The sound of sirens brings us out to the street, Mother holding me by the hand. From the accesorias, the big houses with iron fences and gates, from the direction of the railroad station and the church, people come running to stand at the intersection of Camarines and Felix Huertas; everyone staring up at the sky. 

It is too far to see the planes’ marking but as the planes spread out, one man shouts, Look. Red dots. Japanese. 

From the crowd a man says, American planes from Clark Field will chase these away; and everyone turns to the north toward the American planes’ coming.
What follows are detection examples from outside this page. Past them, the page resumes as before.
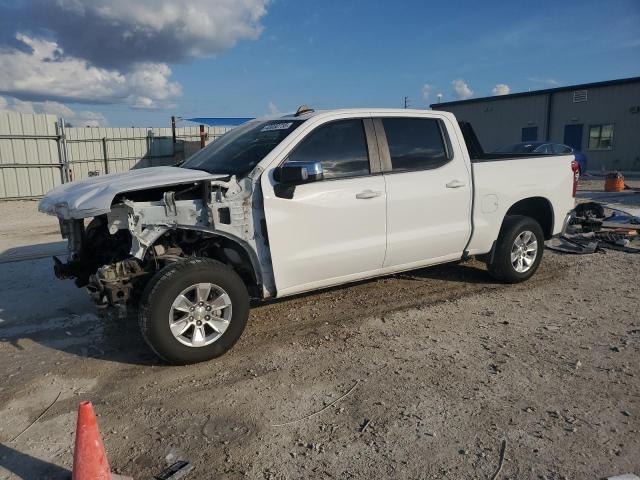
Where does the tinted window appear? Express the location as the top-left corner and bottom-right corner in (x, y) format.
(496, 143), (542, 153)
(182, 120), (303, 176)
(534, 143), (553, 153)
(553, 143), (571, 155)
(289, 119), (369, 179)
(382, 118), (448, 171)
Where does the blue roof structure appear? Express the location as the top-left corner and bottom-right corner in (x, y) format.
(183, 117), (253, 127)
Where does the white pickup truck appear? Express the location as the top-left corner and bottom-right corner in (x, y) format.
(39, 107), (577, 364)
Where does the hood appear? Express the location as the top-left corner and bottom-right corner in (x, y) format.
(38, 167), (228, 220)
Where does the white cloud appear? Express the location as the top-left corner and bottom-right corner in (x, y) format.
(267, 102), (280, 116)
(0, 0), (269, 108)
(16, 0), (268, 69)
(0, 34), (181, 108)
(451, 79), (473, 100)
(422, 83), (433, 100)
(0, 96), (109, 127)
(491, 83), (511, 96)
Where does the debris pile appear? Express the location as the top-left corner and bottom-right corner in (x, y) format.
(547, 202), (640, 254)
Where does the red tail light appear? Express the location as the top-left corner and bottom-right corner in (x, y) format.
(571, 160), (580, 198)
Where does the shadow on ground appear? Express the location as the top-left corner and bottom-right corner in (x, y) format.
(0, 443), (71, 480)
(0, 255), (495, 365)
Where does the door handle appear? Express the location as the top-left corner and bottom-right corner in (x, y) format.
(356, 190), (382, 200)
(447, 180), (466, 188)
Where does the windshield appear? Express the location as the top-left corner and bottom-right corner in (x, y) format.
(181, 119), (304, 177)
(495, 142), (541, 153)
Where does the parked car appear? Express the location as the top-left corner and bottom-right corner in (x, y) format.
(39, 109), (577, 364)
(496, 142), (587, 175)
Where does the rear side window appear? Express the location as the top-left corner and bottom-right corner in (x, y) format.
(382, 118), (449, 172)
(288, 119), (370, 179)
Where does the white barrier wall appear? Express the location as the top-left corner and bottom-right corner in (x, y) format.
(0, 112), (229, 199)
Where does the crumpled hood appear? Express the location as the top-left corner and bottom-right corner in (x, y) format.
(38, 167), (226, 220)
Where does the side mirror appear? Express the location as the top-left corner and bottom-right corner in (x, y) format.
(273, 162), (323, 185)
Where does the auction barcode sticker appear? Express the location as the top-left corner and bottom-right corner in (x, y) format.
(260, 122), (293, 132)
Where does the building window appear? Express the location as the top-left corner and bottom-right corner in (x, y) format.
(573, 90), (587, 103)
(589, 123), (613, 150)
(521, 127), (538, 142)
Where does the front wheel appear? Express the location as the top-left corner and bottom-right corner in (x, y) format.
(487, 215), (544, 283)
(138, 258), (249, 365)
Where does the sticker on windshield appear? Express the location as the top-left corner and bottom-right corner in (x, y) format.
(260, 122), (293, 132)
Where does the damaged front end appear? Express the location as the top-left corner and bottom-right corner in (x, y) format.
(47, 172), (273, 306)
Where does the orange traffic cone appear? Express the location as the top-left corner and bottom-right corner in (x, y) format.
(71, 402), (130, 480)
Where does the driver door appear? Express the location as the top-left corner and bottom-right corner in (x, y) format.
(262, 118), (386, 297)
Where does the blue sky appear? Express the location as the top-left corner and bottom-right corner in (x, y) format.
(0, 0), (640, 126)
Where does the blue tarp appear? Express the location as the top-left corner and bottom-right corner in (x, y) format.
(184, 117), (253, 127)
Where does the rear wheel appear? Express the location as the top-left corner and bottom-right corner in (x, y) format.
(487, 215), (544, 283)
(138, 258), (249, 364)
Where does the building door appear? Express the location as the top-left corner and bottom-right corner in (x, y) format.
(522, 127), (538, 142)
(564, 123), (583, 150)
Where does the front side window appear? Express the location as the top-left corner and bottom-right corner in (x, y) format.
(589, 123), (613, 150)
(553, 144), (572, 155)
(534, 143), (553, 154)
(182, 119), (304, 177)
(382, 118), (449, 172)
(288, 119), (370, 179)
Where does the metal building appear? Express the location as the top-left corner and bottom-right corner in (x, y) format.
(431, 77), (640, 171)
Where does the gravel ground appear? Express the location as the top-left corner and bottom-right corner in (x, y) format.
(0, 182), (640, 480)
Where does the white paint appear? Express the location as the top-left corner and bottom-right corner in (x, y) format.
(38, 167), (224, 219)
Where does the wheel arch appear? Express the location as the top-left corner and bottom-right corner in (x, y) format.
(502, 197), (555, 240)
(147, 225), (264, 297)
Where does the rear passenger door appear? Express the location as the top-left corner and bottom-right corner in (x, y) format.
(374, 117), (472, 268)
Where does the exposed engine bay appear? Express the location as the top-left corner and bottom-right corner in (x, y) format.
(54, 176), (274, 305)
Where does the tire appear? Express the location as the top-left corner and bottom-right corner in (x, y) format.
(138, 258), (249, 365)
(487, 215), (544, 283)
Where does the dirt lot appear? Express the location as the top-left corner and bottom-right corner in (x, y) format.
(0, 183), (640, 480)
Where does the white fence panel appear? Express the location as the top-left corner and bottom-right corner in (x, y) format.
(0, 112), (235, 199)
(0, 112), (62, 198)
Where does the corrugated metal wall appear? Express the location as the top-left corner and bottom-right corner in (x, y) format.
(0, 112), (229, 199)
(0, 113), (62, 199)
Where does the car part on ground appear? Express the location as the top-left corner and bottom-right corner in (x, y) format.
(547, 202), (640, 254)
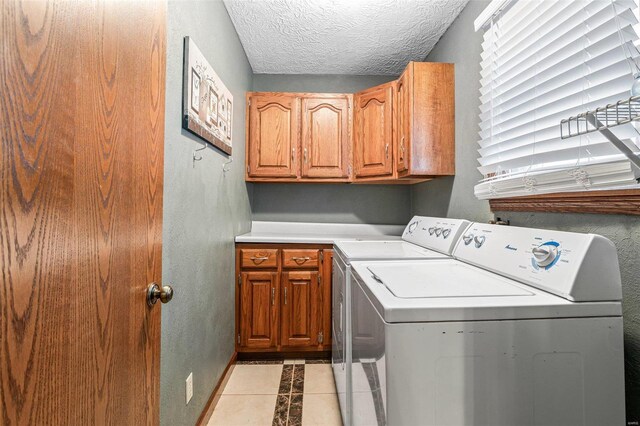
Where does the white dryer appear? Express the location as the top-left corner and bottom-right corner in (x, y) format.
(332, 216), (470, 425)
(351, 224), (625, 426)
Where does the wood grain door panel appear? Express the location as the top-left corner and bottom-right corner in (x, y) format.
(396, 67), (413, 173)
(240, 271), (279, 348)
(354, 84), (393, 178)
(302, 96), (350, 178)
(0, 0), (165, 425)
(281, 271), (320, 346)
(239, 248), (279, 269)
(282, 248), (320, 269)
(247, 94), (300, 178)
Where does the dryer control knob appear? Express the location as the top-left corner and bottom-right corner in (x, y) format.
(532, 244), (558, 268)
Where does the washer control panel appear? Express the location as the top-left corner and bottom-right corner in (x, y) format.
(402, 216), (470, 254)
(453, 223), (621, 301)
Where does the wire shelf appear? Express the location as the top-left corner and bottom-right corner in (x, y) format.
(560, 96), (640, 183)
(560, 96), (640, 139)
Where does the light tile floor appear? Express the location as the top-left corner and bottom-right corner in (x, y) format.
(209, 360), (342, 426)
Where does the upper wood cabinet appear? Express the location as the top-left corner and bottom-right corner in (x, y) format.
(301, 95), (351, 179)
(353, 82), (395, 179)
(246, 93), (352, 182)
(396, 62), (455, 179)
(246, 62), (455, 184)
(247, 93), (300, 180)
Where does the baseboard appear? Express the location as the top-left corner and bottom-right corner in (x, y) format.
(196, 352), (238, 426)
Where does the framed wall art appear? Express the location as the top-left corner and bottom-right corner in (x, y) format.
(182, 36), (233, 155)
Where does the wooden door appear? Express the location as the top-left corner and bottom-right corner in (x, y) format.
(247, 93), (300, 178)
(302, 95), (351, 179)
(281, 271), (320, 346)
(240, 271), (279, 348)
(396, 67), (413, 173)
(0, 0), (166, 425)
(354, 83), (393, 178)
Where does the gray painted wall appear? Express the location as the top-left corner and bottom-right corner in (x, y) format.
(160, 0), (252, 426)
(251, 183), (411, 225)
(253, 74), (396, 93)
(411, 1), (640, 421)
(251, 74), (411, 224)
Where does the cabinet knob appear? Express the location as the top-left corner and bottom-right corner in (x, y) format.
(147, 283), (173, 306)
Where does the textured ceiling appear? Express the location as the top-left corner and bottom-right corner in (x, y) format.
(222, 0), (468, 75)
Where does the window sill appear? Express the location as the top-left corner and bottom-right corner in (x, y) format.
(489, 189), (640, 216)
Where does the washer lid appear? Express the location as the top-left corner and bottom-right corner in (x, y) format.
(367, 262), (533, 299)
(351, 259), (622, 323)
(336, 241), (449, 260)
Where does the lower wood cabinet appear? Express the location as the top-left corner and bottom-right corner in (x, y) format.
(239, 271), (279, 348)
(280, 271), (322, 346)
(236, 244), (333, 353)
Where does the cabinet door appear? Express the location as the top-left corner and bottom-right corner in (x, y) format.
(354, 83), (393, 178)
(281, 271), (320, 346)
(396, 64), (412, 173)
(302, 96), (350, 179)
(240, 271), (279, 348)
(247, 94), (300, 178)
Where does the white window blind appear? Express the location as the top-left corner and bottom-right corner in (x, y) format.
(475, 0), (640, 199)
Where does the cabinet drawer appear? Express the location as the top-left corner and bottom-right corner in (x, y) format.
(282, 249), (320, 269)
(240, 249), (278, 268)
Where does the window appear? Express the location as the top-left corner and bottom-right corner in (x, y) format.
(475, 0), (640, 199)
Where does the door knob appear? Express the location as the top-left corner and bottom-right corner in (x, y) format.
(147, 283), (173, 306)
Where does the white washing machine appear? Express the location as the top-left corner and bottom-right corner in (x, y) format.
(332, 216), (470, 425)
(351, 224), (625, 426)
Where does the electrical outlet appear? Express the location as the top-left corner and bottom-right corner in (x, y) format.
(185, 372), (193, 404)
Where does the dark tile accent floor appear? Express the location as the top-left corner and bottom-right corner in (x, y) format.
(236, 359), (284, 365)
(272, 363), (304, 426)
(304, 359), (331, 364)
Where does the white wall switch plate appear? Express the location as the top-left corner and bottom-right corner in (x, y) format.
(186, 372), (193, 404)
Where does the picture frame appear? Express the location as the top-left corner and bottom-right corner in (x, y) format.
(182, 36), (233, 155)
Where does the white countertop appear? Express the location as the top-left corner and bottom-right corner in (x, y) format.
(236, 221), (404, 244)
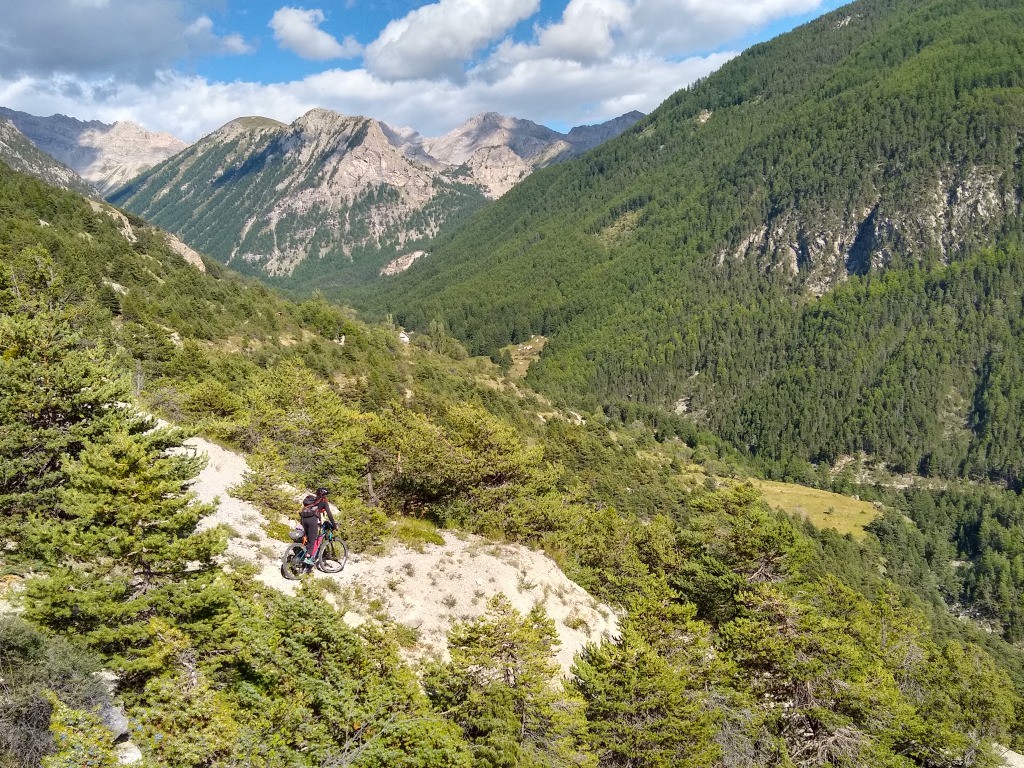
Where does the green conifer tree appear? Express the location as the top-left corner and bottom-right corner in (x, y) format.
(27, 425), (224, 672)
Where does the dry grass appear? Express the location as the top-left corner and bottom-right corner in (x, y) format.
(505, 336), (548, 380)
(752, 480), (879, 539)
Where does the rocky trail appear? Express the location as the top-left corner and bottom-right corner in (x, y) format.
(185, 437), (616, 672)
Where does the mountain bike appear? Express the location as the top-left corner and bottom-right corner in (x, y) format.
(281, 524), (348, 580)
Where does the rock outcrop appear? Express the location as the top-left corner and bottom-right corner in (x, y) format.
(0, 118), (96, 196)
(0, 108), (187, 195)
(110, 109), (639, 282)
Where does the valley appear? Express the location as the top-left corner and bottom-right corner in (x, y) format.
(0, 0), (1024, 768)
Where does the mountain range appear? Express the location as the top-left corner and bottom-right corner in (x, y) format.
(9, 0), (1024, 768)
(0, 118), (96, 195)
(0, 106), (187, 196)
(110, 110), (642, 285)
(350, 0), (1024, 483)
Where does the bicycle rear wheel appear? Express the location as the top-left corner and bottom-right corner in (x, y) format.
(316, 539), (348, 573)
(281, 544), (306, 581)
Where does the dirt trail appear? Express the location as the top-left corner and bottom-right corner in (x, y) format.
(185, 437), (616, 672)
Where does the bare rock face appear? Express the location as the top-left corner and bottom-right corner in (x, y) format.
(718, 167), (1022, 295)
(109, 109), (635, 280)
(425, 112), (571, 168)
(0, 118), (96, 196)
(0, 108), (187, 195)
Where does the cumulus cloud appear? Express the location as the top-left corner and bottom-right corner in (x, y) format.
(0, 0), (250, 82)
(622, 0), (821, 55)
(268, 5), (361, 61)
(365, 0), (540, 80)
(0, 0), (836, 140)
(0, 43), (731, 141)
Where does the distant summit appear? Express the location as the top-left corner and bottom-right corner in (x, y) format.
(0, 118), (96, 197)
(0, 106), (187, 195)
(110, 109), (641, 287)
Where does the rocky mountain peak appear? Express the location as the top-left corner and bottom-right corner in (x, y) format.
(207, 115), (288, 140)
(424, 112), (569, 168)
(0, 108), (187, 195)
(111, 109), (647, 286)
(0, 118), (95, 196)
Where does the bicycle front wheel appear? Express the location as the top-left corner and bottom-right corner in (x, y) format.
(316, 539), (348, 573)
(281, 544), (306, 581)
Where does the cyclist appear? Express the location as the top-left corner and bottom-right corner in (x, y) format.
(299, 487), (337, 566)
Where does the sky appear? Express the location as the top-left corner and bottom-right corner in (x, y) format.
(0, 0), (841, 141)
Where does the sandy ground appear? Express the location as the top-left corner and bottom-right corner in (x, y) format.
(185, 437), (616, 672)
(995, 744), (1024, 768)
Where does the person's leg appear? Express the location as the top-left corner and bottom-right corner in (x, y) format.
(302, 517), (319, 565)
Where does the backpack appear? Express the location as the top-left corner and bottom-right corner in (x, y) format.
(299, 494), (319, 517)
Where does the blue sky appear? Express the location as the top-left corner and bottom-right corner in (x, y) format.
(0, 0), (841, 141)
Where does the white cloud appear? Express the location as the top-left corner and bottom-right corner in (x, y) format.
(365, 0), (540, 80)
(0, 0), (834, 140)
(0, 41), (732, 141)
(268, 5), (361, 61)
(623, 0), (821, 56)
(536, 0), (631, 61)
(184, 16), (254, 54)
(0, 0), (251, 82)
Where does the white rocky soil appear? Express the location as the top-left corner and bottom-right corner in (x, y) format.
(186, 437), (616, 672)
(0, 108), (188, 195)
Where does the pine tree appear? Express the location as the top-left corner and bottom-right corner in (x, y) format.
(27, 425), (224, 672)
(424, 595), (593, 767)
(0, 248), (127, 558)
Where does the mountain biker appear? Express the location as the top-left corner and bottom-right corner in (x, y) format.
(299, 487), (337, 565)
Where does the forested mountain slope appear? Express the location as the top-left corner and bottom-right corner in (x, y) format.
(353, 0), (1024, 482)
(0, 159), (1024, 768)
(110, 110), (642, 289)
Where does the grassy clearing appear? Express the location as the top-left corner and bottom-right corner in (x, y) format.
(505, 336), (548, 380)
(752, 480), (879, 539)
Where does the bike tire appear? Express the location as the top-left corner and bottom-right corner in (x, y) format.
(281, 544), (306, 581)
(316, 539), (348, 573)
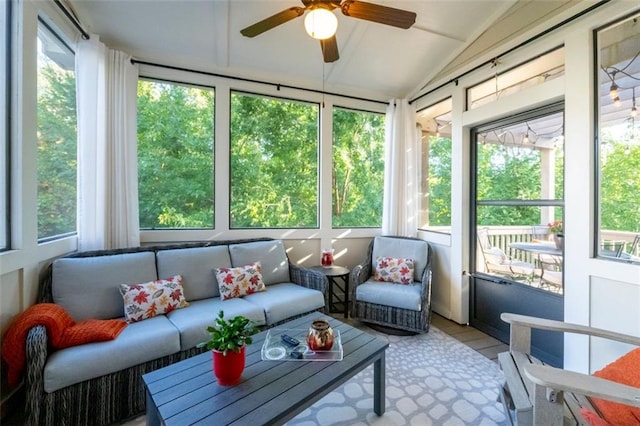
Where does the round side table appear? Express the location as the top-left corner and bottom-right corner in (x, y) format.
(309, 265), (351, 318)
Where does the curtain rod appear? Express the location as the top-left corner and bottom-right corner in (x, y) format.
(409, 0), (611, 104)
(53, 0), (91, 40)
(131, 59), (388, 105)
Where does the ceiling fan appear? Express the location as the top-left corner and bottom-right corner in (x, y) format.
(240, 0), (416, 62)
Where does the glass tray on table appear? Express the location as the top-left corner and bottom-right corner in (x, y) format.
(262, 328), (343, 361)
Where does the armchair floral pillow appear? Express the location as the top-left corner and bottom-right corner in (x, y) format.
(373, 256), (414, 284)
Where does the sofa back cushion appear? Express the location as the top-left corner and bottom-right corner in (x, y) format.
(157, 246), (231, 302)
(229, 240), (291, 285)
(51, 252), (158, 321)
(371, 237), (429, 281)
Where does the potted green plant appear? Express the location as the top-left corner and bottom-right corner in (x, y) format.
(198, 311), (258, 386)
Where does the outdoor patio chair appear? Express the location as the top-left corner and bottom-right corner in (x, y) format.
(498, 313), (640, 426)
(350, 236), (432, 333)
(539, 254), (563, 292)
(478, 228), (536, 281)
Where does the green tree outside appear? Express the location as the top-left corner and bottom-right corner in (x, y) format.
(138, 80), (214, 229)
(37, 52), (78, 239)
(331, 108), (385, 228)
(229, 92), (319, 228)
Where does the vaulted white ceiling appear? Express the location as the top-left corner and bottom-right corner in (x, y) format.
(68, 0), (592, 100)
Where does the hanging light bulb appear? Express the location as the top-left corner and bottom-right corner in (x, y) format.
(304, 7), (338, 40)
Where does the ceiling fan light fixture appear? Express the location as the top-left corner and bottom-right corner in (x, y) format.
(304, 7), (338, 40)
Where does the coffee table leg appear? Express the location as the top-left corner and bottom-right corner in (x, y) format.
(147, 391), (160, 426)
(373, 351), (387, 416)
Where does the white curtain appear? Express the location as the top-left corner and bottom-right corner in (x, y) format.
(382, 99), (420, 237)
(76, 35), (140, 250)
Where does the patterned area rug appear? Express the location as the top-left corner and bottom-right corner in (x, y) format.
(120, 318), (507, 426)
(287, 321), (507, 426)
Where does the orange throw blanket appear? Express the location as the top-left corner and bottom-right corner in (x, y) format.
(2, 303), (127, 387)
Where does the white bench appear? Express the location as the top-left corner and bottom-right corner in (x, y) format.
(498, 313), (640, 426)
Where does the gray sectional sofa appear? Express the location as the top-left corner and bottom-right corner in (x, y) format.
(25, 239), (329, 425)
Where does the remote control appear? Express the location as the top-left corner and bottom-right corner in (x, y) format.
(281, 334), (300, 346)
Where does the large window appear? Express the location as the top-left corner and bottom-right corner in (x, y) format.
(417, 98), (452, 232)
(138, 80), (214, 229)
(331, 108), (385, 228)
(473, 105), (564, 293)
(229, 92), (319, 228)
(595, 13), (640, 262)
(37, 21), (77, 241)
(0, 0), (11, 251)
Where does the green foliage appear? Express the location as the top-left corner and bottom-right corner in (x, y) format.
(428, 136), (451, 226)
(198, 311), (259, 355)
(331, 108), (385, 227)
(476, 143), (542, 226)
(138, 80), (214, 229)
(37, 55), (78, 238)
(600, 140), (640, 232)
(229, 93), (319, 228)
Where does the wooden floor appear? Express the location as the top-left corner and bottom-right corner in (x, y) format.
(431, 313), (509, 362)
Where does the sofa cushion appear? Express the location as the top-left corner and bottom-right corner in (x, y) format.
(356, 280), (422, 311)
(157, 246), (231, 302)
(167, 297), (265, 350)
(373, 257), (414, 284)
(371, 237), (429, 281)
(244, 283), (324, 325)
(51, 252), (158, 321)
(216, 262), (266, 300)
(229, 240), (290, 285)
(44, 316), (180, 392)
(120, 275), (189, 322)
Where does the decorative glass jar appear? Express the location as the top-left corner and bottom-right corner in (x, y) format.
(307, 320), (333, 352)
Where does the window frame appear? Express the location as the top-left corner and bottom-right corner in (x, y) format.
(591, 9), (640, 265)
(0, 0), (13, 252)
(416, 95), (453, 235)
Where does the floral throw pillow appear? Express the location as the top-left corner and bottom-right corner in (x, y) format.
(216, 262), (267, 300)
(373, 256), (414, 284)
(120, 275), (189, 322)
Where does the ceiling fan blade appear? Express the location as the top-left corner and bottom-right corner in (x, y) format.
(340, 0), (416, 29)
(240, 7), (305, 37)
(320, 36), (340, 63)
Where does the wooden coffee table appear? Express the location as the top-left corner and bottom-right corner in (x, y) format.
(142, 313), (389, 426)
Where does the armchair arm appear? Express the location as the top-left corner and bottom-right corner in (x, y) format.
(25, 325), (48, 425)
(351, 263), (371, 288)
(525, 364), (640, 407)
(289, 263), (330, 310)
(500, 313), (640, 353)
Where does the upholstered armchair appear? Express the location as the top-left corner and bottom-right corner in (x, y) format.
(350, 236), (431, 333)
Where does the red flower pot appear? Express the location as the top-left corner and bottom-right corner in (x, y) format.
(211, 346), (246, 386)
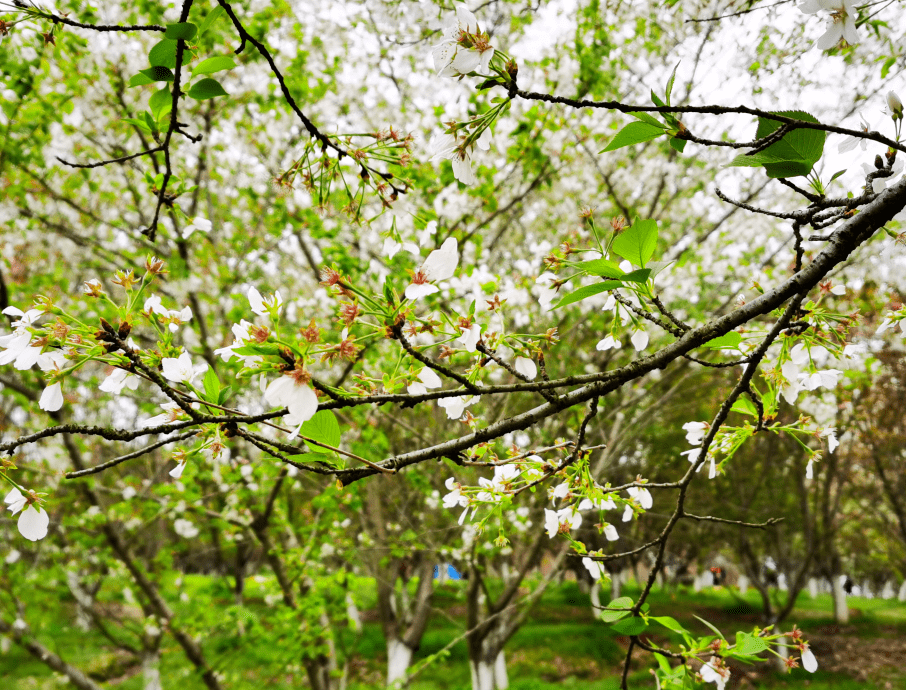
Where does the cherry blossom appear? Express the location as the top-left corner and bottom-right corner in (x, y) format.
(264, 374), (318, 426)
(582, 556), (606, 580)
(699, 656), (730, 690)
(3, 488), (50, 541)
(801, 642), (818, 673)
(248, 287), (283, 316)
(405, 237), (459, 301)
(457, 323), (481, 352)
(513, 357), (538, 381)
(161, 352), (198, 383)
(799, 0), (859, 50)
(406, 367), (442, 395)
(182, 216), (213, 240)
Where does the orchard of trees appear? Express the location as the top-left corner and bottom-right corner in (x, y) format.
(0, 0), (906, 690)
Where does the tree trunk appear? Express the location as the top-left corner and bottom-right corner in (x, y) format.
(831, 575), (849, 625)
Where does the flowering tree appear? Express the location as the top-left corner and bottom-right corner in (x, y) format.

Dark bursts of clouds appear in the lower sky to the East, far below the planes droning over Manila.  They make the sounds of large firecrackers. Then explosions. Louder and many come from the city.

Smoke rises to another part of the sky. That’s over Port Area, someone says. It would be heavier darker smoke if they hit the oil tanks in Pandacan.

A plane breaks away from the others. I lean back against my mother’s knees and when it continues coming, I pluck it out of the sky between my fingers.

Look, the man who spotted the red dots points to me, laughing. The little boy is trying to catch the airplane as if it’s a dragonfly. Go ahead, Boy, get all the tutubi before they blow up Manila, the man smiles at me.

Mother’s hand tightens around mine.

Another plane without marking appears, so small it appears like a shadow, flies right into the cluster of planes. Atin yun! Atin! Ours. People overcome their silence as they notice the absence of a red dot on the plane. This will be over before Christmas.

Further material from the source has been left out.